Monday, June 24, 2013

AAPL Update and long equity position.

AAPL broke the $400 level as we were expecting, stops were hit and shorts entered as this chart makes clear.
The candle before $400 was broken had a low of $400.38, the candle with the white arrow and the swelling volume had a high of $464 and a low of $398.61, clearly $400 was broken on this bar, volume could have told you that without even checking prices. Think about that, how many people took some action, either sold or sold short, maybe even bought right at a psychological (whole) centennial number. This just goes to show how the human mind works and how Wall Street takes advantage of it.

From a single trader's perspective, they're looking at the chart and saying, "If $400 is broke, I'l...", then you add hundreds of thousands of these individual traders all thinking the same, that's what you get.
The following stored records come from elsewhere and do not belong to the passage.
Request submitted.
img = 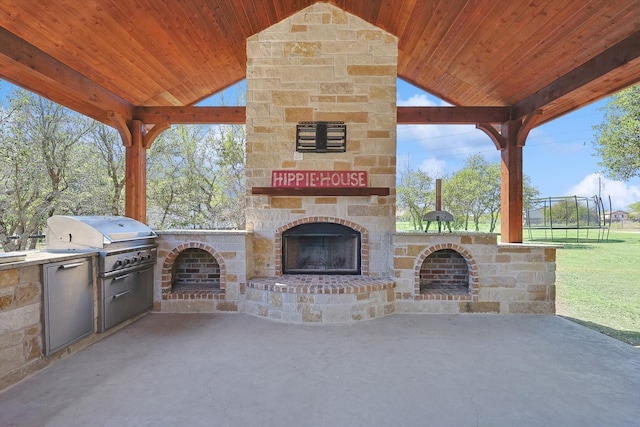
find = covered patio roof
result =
[0,0,640,124]
[0,0,640,242]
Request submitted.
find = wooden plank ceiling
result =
[0,0,640,123]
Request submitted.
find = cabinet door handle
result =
[60,262,84,269]
[113,291,131,299]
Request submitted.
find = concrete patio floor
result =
[0,314,640,427]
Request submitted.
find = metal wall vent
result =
[296,122,347,153]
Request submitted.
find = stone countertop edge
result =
[0,249,98,271]
[154,229,253,236]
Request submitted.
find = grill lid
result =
[46,215,158,249]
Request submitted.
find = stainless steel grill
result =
[46,215,157,332]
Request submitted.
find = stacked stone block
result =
[392,233,556,314]
[0,265,42,388]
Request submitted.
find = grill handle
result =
[58,262,84,270]
[113,290,131,299]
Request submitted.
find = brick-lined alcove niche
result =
[162,242,226,300]
[171,248,220,292]
[416,244,478,300]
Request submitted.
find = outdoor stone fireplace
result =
[156,2,556,323]
[282,222,361,274]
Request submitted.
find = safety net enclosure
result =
[524,195,611,241]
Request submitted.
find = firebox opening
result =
[420,249,469,294]
[282,223,362,274]
[171,248,220,292]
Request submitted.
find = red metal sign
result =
[271,170,368,188]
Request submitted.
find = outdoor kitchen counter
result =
[0,249,98,272]
[0,250,101,390]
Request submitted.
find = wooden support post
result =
[500,120,523,243]
[476,110,542,243]
[125,120,147,223]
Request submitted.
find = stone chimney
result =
[246,3,398,277]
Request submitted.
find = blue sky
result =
[0,80,640,210]
[398,80,640,210]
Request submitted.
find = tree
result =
[629,202,640,220]
[0,90,88,251]
[445,154,500,232]
[443,155,539,233]
[594,85,640,181]
[396,159,435,230]
[147,125,245,228]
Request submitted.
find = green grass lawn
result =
[396,222,640,347]
[525,229,640,346]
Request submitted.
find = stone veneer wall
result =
[0,265,44,382]
[392,233,556,314]
[246,3,398,277]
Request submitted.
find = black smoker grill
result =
[47,215,158,332]
[422,179,453,233]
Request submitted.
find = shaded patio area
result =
[0,314,640,427]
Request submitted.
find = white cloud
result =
[397,93,451,107]
[418,157,447,178]
[567,173,640,210]
[397,93,500,174]
[398,125,499,161]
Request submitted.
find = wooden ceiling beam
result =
[397,107,511,125]
[134,107,246,125]
[0,27,133,124]
[513,31,640,118]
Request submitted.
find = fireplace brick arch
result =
[162,242,227,299]
[274,216,369,276]
[414,243,479,301]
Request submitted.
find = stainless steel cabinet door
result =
[44,258,93,354]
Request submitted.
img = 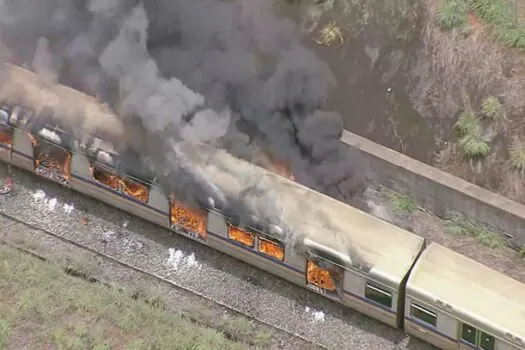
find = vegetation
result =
[481,96,505,121]
[0,247,249,350]
[509,138,525,175]
[383,188,417,214]
[437,0,525,50]
[455,112,490,159]
[445,213,507,248]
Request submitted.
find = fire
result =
[0,128,13,146]
[170,200,207,238]
[228,225,255,248]
[120,180,149,203]
[259,237,284,261]
[306,260,336,292]
[257,152,295,181]
[89,164,119,191]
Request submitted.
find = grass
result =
[437,0,525,50]
[481,96,505,121]
[0,246,246,350]
[383,188,417,214]
[509,138,525,174]
[455,111,490,159]
[445,213,507,249]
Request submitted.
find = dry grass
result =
[422,1,525,202]
[0,246,249,350]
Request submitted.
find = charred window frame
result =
[255,231,286,261]
[306,248,345,296]
[365,282,392,309]
[89,161,120,192]
[169,195,208,241]
[226,224,257,249]
[29,133,73,184]
[410,302,437,327]
[119,175,151,203]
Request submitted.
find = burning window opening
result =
[0,125,14,149]
[228,224,255,248]
[29,134,72,185]
[170,199,207,240]
[306,259,336,292]
[89,163,120,191]
[258,237,284,261]
[120,179,149,203]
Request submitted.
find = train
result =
[0,64,525,350]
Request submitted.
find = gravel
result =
[0,166,433,350]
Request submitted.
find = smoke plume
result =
[0,0,363,235]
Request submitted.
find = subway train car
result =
[0,65,525,350]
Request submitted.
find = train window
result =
[228,225,255,248]
[410,303,437,327]
[479,332,496,350]
[258,237,284,261]
[461,323,478,345]
[365,283,392,308]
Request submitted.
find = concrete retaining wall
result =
[342,131,525,246]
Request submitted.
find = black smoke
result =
[0,0,364,215]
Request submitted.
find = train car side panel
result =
[405,295,458,349]
[12,128,35,172]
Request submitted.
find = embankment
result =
[342,131,525,248]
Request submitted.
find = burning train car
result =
[0,66,525,350]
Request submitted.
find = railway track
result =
[0,212,328,349]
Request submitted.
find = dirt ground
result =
[276,0,525,202]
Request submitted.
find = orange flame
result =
[306,260,336,292]
[170,199,207,238]
[0,128,13,146]
[120,179,149,203]
[259,237,284,261]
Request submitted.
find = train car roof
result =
[407,243,525,346]
[185,143,424,286]
[0,63,123,136]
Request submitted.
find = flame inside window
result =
[89,164,119,191]
[259,237,284,261]
[0,126,13,146]
[120,179,149,203]
[228,225,255,248]
[170,200,207,239]
[306,260,336,292]
[31,137,71,182]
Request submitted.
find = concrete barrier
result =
[342,131,525,247]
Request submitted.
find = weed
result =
[509,138,525,174]
[437,0,525,50]
[455,111,481,136]
[437,0,468,29]
[459,133,490,159]
[383,188,417,214]
[0,247,249,350]
[481,96,505,121]
[445,213,507,248]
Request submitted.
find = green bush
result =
[455,112,481,136]
[509,138,525,173]
[459,133,490,159]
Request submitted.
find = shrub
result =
[455,112,481,136]
[509,138,525,174]
[459,133,490,159]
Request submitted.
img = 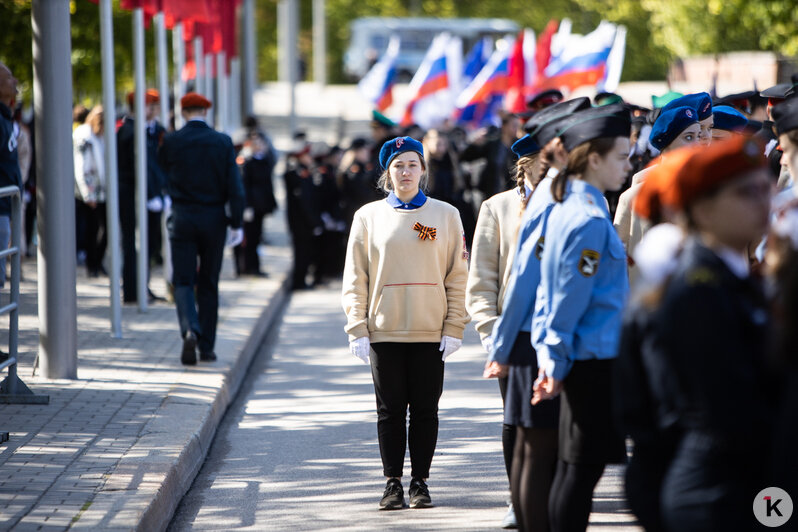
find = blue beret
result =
[380,137,424,170]
[510,135,540,159]
[557,103,632,151]
[662,92,712,121]
[712,105,748,131]
[649,107,698,151]
[770,98,798,135]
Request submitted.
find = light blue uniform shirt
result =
[385,190,427,211]
[532,180,629,380]
[488,177,554,364]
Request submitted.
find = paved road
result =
[170,285,636,531]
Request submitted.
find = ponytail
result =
[551,137,615,203]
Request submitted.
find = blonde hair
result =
[86,105,104,136]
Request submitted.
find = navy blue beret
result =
[712,105,748,131]
[524,96,590,146]
[510,135,540,159]
[557,103,632,151]
[662,92,712,121]
[770,98,798,135]
[648,107,698,151]
[380,137,424,170]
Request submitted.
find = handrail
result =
[0,185,50,404]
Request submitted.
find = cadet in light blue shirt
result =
[532,104,631,531]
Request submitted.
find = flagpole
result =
[194,36,206,96]
[242,0,258,116]
[133,7,149,312]
[205,54,216,127]
[230,57,242,131]
[100,0,122,338]
[216,51,227,131]
[153,11,169,129]
[313,0,327,85]
[172,22,186,129]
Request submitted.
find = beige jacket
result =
[341,198,470,343]
[466,188,522,339]
[613,168,651,285]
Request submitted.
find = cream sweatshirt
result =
[466,188,522,339]
[341,198,470,343]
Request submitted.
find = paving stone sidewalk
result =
[0,233,291,531]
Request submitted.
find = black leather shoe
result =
[200,351,216,362]
[180,331,197,366]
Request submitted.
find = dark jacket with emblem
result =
[0,103,22,216]
[158,120,244,228]
[640,238,775,530]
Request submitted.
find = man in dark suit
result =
[116,89,165,303]
[158,92,244,365]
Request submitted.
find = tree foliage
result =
[0,0,798,101]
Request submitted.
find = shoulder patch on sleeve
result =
[577,249,601,277]
[687,268,718,286]
[535,236,546,260]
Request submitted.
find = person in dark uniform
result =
[235,132,277,276]
[313,146,347,280]
[618,137,777,531]
[338,138,384,230]
[144,100,166,265]
[283,140,324,290]
[460,113,519,199]
[116,89,163,303]
[158,92,244,365]
[0,63,22,288]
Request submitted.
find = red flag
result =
[119,0,161,17]
[504,30,526,113]
[535,20,560,80]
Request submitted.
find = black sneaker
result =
[180,331,197,366]
[380,478,405,510]
[407,478,432,508]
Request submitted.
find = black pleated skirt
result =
[559,360,626,464]
[504,332,560,429]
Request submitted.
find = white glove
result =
[349,336,371,364]
[226,227,244,248]
[438,336,463,360]
[481,336,493,354]
[147,196,163,212]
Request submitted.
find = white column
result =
[133,7,149,312]
[100,0,122,338]
[172,22,186,129]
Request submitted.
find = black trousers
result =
[498,377,518,480]
[80,202,108,274]
[147,211,163,265]
[371,342,444,478]
[119,183,138,303]
[234,211,266,275]
[168,205,227,353]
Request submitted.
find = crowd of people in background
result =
[0,52,798,530]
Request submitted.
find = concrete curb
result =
[69,274,290,532]
[136,275,291,532]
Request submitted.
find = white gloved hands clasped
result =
[480,336,493,354]
[438,336,463,360]
[349,336,371,364]
[226,227,244,248]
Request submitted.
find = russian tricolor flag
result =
[357,35,400,111]
[400,33,463,129]
[536,21,625,90]
[454,41,514,127]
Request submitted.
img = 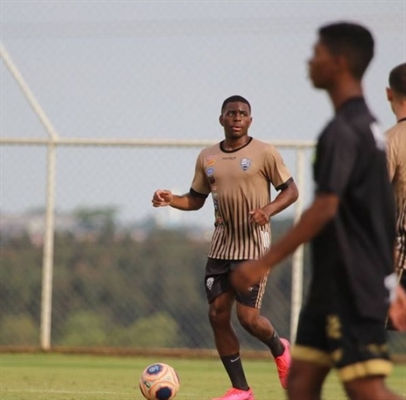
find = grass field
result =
[0,353,406,400]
Note the 1 min AAPL chart went negative at the EOD Friday, gapped down today, stayed almost perfectly in line until $400 was hit and then started to go positive.

The 2 min chart

3 min chart

And 10 min chart, volume is very important in this process for institutional money, it's the deciding factor of whether they can squeeze their big but in the door or not, is the door wide enough? Is there enough volume? Today's move was one of the lager volume moves in a strong of triangle set ups.

I'd consider AAPL a tradable long position here, but a trade only. AAPL probably has a little sideways action to put in, but I'm fine with an equity long here. The risk at this level is pretty reasonable vs the reward. I'm thinking about 50% a normal equity position for now, I may go to 2/3rd, but that will depend entirely on whether there's what I'd consider to be a sharper edge/better opportunity.